CBAM and Vietnam: What Vietnamese Steel, Aluminium and Fertiliser Exporters Must Do
Vietnam is a fast-growing exporter into the EU across CBAM-covered sectors — particularly steel from Hoa Phat and Formosa Ha Tinh, aluminium from emerging downstream processors, and fertilisers from PVFCCo, PVCFC, and DAP-Vinachem. Vietnam does not have a national carbon price currently eligible for CBAM Article 9 deduction. The Vietnamese ETS is in pilot phase but is not yet operational at scale.
Vietnam CBAM Exposure by Sector
| Sector | Key companies / installations | EU export volume | Estimated annual CBAM liability at default |
|---|---|---|---|
| Steel (BF-BOF integrated) | Hoa Phat (Dung Quat, Hai Duong), Formosa Ha Tinh, Pomina | 500,000–1,500,000 t/year (rising) | EUR 71–214M |
| Steel (rebar, sections, EAF) | Vinakyoei, VAS, Pomina, Tung Ho | 300,000–600,000 t/year | EUR 14–28M |
| Aluminium (downstream) | Hoa Phat Aluminium, Tan A Dai Thanh | 50,000–150,000 t/year | EUR 40–122M |
| Fertilisers (urea, NPK) | PVFCCo (Phu My), PVCFC (Ca Mau), Vinachem subsidiaries | 300,000–700,000 t/year | EUR 46–106M |
Hoa Phat Dung Quat — Vietnam's CBAM Centre of Gravity
Hoa Phat's Dung Quat integrated steel complex is Vietnam's largest single CBAM-exposed installation. As an integrated BF-BOF site, the actual embedded carbon is close to global BF-BOF averages (1.85–2.20 tCO2/t) — meaning the saving from documenting actual versus default is small per-tonne but very large in absolute terms given the volume. For Hoa Phat, the more important play is investment in DRI-EAF and grid decarbonisation that will lower actual values over time. The vault record needs to be re-verified annually as those investments come online.
Vietnam's Grid Emission Factor
Vietnam's national grid emission factor is approximately 0.62 tCO2/MWh — heavily coal-dependent but with rapidly growing solar and wind shares. EAF steel producers in solar-heavy southern provinces have an actual-value advantage that doesn't exist for northern producers on coal-heavy grids. This regional split matters for CBAM documentation and should be reflected in installation-specific actual values rather than a national average.
The Pellet and Coke Supply Chain
Vietnam imports the majority of iron ore pellets (Brazil, Australia) and coking coal (Australia) for its integrated steel production. The embedded carbon of these inputs flows into the embedded carbon of Vietnamese steel exports.
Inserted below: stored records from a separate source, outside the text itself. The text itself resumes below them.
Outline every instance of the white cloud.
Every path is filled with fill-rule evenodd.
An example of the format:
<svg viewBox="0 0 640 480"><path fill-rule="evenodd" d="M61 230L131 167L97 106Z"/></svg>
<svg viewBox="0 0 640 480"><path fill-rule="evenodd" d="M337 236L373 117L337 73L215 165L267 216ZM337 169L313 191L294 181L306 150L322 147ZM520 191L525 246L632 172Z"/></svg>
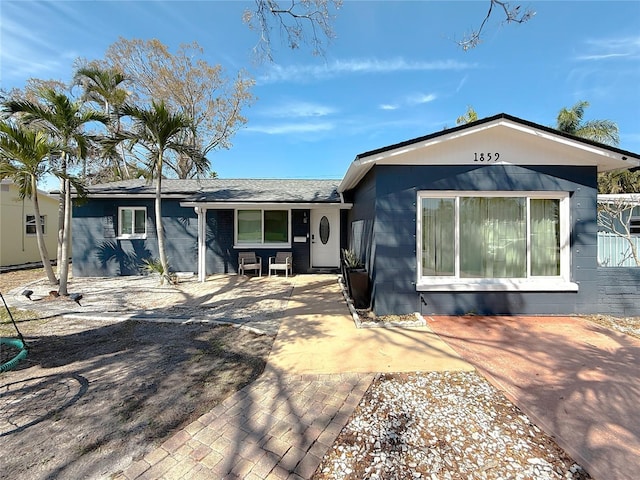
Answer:
<svg viewBox="0 0 640 480"><path fill-rule="evenodd" d="M417 93L415 95L410 95L407 97L408 105L422 105L424 103L433 102L436 98L438 98L434 93L424 94Z"/></svg>
<svg viewBox="0 0 640 480"><path fill-rule="evenodd" d="M254 125L247 127L248 132L266 133L267 135L289 135L295 133L317 133L333 130L331 122L320 123L283 123L279 125Z"/></svg>
<svg viewBox="0 0 640 480"><path fill-rule="evenodd" d="M458 83L458 86L456 87L456 93L462 90L462 87L464 87L468 79L469 79L469 75L465 75L464 77L462 77L462 80L460 80L460 83Z"/></svg>
<svg viewBox="0 0 640 480"><path fill-rule="evenodd" d="M415 107L433 102L438 96L435 93L414 93L407 95L401 101L394 103L383 103L378 106L380 110L398 110L402 107Z"/></svg>
<svg viewBox="0 0 640 480"><path fill-rule="evenodd" d="M258 78L258 83L306 82L316 79L333 78L339 75L424 72L446 70L468 70L477 64L456 60L438 60L433 62L408 61L403 58L392 60L352 59L336 60L324 65L272 65L265 75Z"/></svg>
<svg viewBox="0 0 640 480"><path fill-rule="evenodd" d="M10 2L3 6L6 9L0 27L3 83L11 84L14 80L22 83L28 77L60 78L61 73L71 71L78 52L56 48L48 37L52 34L47 24L50 18L65 19L64 24L56 24L58 30L75 26L69 23L73 18L72 6L64 3Z"/></svg>
<svg viewBox="0 0 640 480"><path fill-rule="evenodd" d="M600 61L614 58L640 57L640 36L587 40L588 52L578 55L578 61Z"/></svg>
<svg viewBox="0 0 640 480"><path fill-rule="evenodd" d="M326 117L336 113L337 110L328 105L321 105L313 102L287 102L278 105L261 113L277 118L314 118Z"/></svg>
Vietnamese producers documenting actual values need to maintain traceability to their pellet and coke suppliers — this is increasingly the bottleneck in CBAM verification, not the Vietnamese installation's own emissions data.
Frequently Asked Questions
Does Vietnam have a carbon price eligible for CBAM deduction?
No. Vietnam does not currently have a national carbon tax or operational ETS eligible for CBAM Article 9 deduction. The pilot ETS is scheduled for mandatory operation from 2028 but is not yet recognised by the EU Commission for CBAM deduction.
What is Vietnam's total annual CBAM exposure?
Estimated at EUR 170–470M annually across steel, aluminium, and fertilisers — based on current export volumes and EU default values. Hoa Phat alone accounts for the majority of the steel exposure.
Which Vietnamese companies face the highest CBAM exposure?
Hoa Phat (Dung Quat and Hai Duong steel complexes), Formosa Ha Tinh, PVFCCo and PVCFC (urea), and the downstream aluminium fabricators. Hoa Phat's Dung Quat alone is Vietnam's largest single CBAM-exposed installation.
Does CBAM apply to Vietnamese rebar exports?
Yes. Steel rebar (HS code 7214) is covered under CBAM Annex I. Vietnamese EAF rebar producers can document significantly lower actual values than the 2.18 default, especially those operating on solar-heavy southern grids.
Where can Vietnamese manufacturers find ISO 14065 accredited CBAM verifiers?
Vietnamese producers typically work with regional ISO 14065 accredited firms based in Singapore, Malaysia, or Thailand, or with European firms with Asian offices. See the verifier directory for the global list.